What's worse is the fact that it's a simple fix. Instate a law that controls how many kids a family can have. Japan did it (after they became the most over-populated island in the world), why can't we learn from their mistake and take that step now?
Getting old. That one fucks with me. It's like why can't time just freeze? I don't wanna go to tomorrow cause something bad is going to happen soon. I fuck up my life more the older I get. The number two option for me is getting lonely because i think i'll go insane if i get lonely enough. i think too much and create theories, if i never saw anyone i'd kinda live in a world i thought up.
Dying. Definitely dying.
Oh sure I'm afraid I'm wasting my life and spiders and heights and whatever else have you.
Dying though, that one has kept me up at night.
Wow, being lonely was #1?? I totally never would've guessed that. I just learned something about people seriously. Thank you.

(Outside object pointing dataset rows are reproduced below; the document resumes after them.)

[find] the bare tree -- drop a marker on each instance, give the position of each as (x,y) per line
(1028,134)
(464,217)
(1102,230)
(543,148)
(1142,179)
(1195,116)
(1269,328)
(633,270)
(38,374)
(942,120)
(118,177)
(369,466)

Personally that probably woulda been my last, that why now I know to be thankful.
being lonely is the only thing that scares me in the least bit...but it scares me alot
Me and my best m8 just had a baby (on our own of course im not gay) well hers died of cot death last week so im afraid of loosing my 2 Bently and Jayden-Lee XxXxXx Mummy and Daddy love them both very much so i dont want to lose them xx i will be very ″:-(SAD;-[ if i dont lose them i will be really :-♭HAPPY ;-]
Political factors for sure.
No matter how many times I see it, I'm always awe-struck when someone's argument is unutterably defeated yet they continue to put faith in their lies.